The dependency parse->xpath emanates from package com.sun.org.apache.xml.internal.dtm.ref, specifically from the fact that class com.sun.org.apache.xml.internal.dtm.ref.DTMNodeProxy has a reference to class com.sun.org.apache.xpath.internal.NodeSet. Looking at the code, this is an example of inappropriate re-use; it's using this NodeSet class as a convenient implementation of the DOM NodeList interface, but one that has far more functionality than is needed to deliver the interface, and that therefore creates further dependencies into the XPath package. It would be trivial to replace it with a simple inline implementation of NodeList, but of course we want to avoid source change if possible; apart from anything else, it's always conceivable that there's a client that relies on the returned NodeList being an instance of com.sun.org.apache.xpath.internal.NodeSet.

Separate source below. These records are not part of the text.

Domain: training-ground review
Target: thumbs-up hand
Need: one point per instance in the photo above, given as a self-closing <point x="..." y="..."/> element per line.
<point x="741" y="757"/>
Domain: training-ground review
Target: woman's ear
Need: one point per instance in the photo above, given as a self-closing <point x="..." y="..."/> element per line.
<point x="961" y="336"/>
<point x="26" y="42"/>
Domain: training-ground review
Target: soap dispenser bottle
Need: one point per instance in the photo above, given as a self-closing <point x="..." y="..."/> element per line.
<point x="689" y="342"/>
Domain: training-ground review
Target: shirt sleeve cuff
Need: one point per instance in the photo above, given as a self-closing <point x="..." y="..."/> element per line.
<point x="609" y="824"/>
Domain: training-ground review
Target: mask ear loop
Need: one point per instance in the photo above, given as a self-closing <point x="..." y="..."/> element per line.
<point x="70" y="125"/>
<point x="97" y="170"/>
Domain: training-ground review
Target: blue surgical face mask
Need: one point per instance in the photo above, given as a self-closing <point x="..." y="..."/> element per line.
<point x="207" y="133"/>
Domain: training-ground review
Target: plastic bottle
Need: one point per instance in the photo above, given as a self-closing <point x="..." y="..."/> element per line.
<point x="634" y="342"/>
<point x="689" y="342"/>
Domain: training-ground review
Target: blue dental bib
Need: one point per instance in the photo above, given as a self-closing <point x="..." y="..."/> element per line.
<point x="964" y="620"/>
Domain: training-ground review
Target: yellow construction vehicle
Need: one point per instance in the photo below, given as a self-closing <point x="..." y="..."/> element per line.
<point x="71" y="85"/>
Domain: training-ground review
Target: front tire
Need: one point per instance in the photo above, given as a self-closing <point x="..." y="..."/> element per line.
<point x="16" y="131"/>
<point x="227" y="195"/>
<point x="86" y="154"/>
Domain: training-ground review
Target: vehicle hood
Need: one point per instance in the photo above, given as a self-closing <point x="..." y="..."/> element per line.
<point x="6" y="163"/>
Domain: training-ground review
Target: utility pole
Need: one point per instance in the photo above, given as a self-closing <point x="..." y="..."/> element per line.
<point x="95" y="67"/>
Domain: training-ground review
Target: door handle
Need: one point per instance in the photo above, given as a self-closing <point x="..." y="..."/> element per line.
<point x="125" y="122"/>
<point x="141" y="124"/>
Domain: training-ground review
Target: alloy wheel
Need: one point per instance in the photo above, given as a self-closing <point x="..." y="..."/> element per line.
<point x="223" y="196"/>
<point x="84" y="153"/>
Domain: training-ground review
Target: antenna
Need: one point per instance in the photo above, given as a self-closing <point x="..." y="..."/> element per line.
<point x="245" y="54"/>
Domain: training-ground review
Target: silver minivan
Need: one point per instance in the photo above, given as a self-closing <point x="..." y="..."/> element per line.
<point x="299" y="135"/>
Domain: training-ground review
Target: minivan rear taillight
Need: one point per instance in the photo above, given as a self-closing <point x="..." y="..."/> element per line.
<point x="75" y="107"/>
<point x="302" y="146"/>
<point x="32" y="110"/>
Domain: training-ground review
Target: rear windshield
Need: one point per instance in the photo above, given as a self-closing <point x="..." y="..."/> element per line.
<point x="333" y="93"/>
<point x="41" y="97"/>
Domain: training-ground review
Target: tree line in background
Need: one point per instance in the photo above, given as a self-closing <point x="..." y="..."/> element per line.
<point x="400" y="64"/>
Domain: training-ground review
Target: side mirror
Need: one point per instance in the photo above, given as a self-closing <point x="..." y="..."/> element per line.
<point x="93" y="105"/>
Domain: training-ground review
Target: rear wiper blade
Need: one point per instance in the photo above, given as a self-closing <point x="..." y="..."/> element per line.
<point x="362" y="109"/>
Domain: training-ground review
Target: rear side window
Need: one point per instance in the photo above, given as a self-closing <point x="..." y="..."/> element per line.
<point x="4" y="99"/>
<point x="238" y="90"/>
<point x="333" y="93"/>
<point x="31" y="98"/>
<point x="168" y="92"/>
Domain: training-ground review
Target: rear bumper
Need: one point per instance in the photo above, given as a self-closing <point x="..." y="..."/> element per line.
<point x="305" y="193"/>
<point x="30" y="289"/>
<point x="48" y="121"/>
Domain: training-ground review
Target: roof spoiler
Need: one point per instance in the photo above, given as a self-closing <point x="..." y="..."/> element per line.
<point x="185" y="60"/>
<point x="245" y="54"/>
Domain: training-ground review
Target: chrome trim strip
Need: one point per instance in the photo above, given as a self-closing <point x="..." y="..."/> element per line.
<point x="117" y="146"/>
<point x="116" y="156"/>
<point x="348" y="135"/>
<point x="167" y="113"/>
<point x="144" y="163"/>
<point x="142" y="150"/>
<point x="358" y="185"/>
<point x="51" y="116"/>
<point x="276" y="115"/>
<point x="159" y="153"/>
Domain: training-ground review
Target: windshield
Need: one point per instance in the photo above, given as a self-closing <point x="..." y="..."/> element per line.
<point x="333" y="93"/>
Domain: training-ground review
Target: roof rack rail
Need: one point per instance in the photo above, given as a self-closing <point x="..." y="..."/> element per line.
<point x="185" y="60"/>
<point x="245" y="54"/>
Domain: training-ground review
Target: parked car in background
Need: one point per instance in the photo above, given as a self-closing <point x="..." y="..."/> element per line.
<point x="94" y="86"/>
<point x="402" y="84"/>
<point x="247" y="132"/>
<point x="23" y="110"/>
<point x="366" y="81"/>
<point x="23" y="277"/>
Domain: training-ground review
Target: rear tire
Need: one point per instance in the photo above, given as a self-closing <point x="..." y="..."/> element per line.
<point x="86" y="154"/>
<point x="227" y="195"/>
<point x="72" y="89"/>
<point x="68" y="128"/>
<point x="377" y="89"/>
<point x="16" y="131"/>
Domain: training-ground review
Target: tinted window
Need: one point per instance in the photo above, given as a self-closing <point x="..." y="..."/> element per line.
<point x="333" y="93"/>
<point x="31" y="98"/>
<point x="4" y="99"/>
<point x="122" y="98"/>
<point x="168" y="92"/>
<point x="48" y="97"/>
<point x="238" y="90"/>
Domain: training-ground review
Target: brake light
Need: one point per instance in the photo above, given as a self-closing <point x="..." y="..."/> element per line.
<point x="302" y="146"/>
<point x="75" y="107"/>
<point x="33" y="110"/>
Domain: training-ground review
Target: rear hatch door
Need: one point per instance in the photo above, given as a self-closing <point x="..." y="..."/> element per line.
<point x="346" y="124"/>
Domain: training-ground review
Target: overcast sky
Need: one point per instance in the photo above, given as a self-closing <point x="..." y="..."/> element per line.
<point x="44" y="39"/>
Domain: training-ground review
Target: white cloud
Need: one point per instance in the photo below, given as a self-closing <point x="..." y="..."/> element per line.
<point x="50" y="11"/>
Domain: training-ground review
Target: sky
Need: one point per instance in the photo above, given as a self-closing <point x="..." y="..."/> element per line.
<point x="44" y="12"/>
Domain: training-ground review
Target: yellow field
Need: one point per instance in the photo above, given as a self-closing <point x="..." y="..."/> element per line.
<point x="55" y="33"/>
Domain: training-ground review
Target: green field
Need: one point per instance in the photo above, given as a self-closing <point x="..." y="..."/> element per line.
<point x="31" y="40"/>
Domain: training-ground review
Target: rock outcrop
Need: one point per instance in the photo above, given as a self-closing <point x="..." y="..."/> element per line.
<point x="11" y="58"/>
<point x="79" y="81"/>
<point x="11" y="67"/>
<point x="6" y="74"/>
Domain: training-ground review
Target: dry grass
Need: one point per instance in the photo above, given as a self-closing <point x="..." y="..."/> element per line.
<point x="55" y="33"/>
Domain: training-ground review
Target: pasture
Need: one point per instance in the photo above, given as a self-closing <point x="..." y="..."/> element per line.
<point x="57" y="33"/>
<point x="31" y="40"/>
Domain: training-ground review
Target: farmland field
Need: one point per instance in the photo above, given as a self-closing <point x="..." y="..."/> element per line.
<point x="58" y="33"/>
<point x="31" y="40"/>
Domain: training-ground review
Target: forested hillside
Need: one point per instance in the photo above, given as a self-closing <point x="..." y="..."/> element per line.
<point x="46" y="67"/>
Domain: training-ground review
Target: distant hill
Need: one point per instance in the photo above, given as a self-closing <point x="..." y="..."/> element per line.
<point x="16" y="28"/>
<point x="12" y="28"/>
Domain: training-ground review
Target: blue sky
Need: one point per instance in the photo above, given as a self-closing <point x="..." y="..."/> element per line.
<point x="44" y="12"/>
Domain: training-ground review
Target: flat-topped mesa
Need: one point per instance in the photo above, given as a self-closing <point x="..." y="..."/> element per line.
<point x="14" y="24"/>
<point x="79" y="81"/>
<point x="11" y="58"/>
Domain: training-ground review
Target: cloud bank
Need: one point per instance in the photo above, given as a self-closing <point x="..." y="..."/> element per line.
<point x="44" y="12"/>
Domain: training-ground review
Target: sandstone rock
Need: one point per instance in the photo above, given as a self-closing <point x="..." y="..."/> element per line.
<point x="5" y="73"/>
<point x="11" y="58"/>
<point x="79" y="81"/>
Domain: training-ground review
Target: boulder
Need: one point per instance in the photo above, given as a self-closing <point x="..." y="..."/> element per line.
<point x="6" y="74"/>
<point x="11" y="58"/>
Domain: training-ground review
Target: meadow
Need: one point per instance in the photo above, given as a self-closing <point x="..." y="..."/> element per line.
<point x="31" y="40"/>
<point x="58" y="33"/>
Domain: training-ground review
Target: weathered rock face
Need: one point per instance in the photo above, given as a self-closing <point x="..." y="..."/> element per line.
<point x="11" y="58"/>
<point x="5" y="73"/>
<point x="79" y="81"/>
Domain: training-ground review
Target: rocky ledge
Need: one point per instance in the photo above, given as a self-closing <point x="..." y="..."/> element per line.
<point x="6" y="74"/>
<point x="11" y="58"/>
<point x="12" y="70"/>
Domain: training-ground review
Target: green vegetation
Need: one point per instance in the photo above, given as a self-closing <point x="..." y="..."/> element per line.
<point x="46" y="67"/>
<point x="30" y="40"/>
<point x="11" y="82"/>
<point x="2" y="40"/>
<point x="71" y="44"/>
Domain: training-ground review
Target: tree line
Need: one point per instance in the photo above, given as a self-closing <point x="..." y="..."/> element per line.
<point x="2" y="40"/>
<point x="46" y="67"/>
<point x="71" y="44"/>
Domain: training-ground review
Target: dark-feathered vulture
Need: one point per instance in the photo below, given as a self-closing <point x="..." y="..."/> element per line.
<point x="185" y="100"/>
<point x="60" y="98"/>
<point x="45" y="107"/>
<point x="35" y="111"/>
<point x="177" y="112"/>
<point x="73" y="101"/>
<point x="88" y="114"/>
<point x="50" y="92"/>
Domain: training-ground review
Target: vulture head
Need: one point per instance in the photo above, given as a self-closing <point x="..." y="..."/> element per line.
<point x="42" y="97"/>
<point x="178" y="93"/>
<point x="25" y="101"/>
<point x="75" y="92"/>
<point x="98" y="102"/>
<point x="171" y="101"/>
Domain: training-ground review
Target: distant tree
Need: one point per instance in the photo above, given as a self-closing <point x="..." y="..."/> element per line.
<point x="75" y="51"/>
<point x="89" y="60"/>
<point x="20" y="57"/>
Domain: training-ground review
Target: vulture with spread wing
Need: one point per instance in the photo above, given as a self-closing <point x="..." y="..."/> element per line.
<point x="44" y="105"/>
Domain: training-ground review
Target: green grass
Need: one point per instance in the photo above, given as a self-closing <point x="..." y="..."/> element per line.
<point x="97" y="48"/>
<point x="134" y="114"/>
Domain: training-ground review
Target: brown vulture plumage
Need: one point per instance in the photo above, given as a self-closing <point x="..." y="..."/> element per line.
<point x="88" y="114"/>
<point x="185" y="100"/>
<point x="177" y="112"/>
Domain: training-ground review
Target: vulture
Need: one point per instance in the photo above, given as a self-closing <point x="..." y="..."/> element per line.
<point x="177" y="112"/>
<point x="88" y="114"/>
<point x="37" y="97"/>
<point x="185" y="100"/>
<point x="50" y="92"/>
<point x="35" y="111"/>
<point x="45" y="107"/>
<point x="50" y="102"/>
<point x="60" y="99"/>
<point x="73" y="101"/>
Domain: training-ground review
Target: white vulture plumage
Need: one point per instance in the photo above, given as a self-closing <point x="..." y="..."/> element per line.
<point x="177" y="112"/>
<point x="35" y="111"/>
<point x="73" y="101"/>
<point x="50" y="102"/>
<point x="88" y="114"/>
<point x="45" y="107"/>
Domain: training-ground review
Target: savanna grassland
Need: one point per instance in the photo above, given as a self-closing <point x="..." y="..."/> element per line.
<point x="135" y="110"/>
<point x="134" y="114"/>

Without source change, I don't think we can remove this dependency. However, I think it's probably still worth keeping Parse and XPath separate, because at worst in only affects people using DOM parsing (as distinct from SAX or StAX parsing). I don't think it's possible to separate the functionality needed for DOM out of the Parse module.

Meanwhile, as far as Saxon is concerned, this strengthens the case for shipping with an IKVMC'd version of Apache Xerces, in place of the XML.Parse assembly derived from OpenJDK.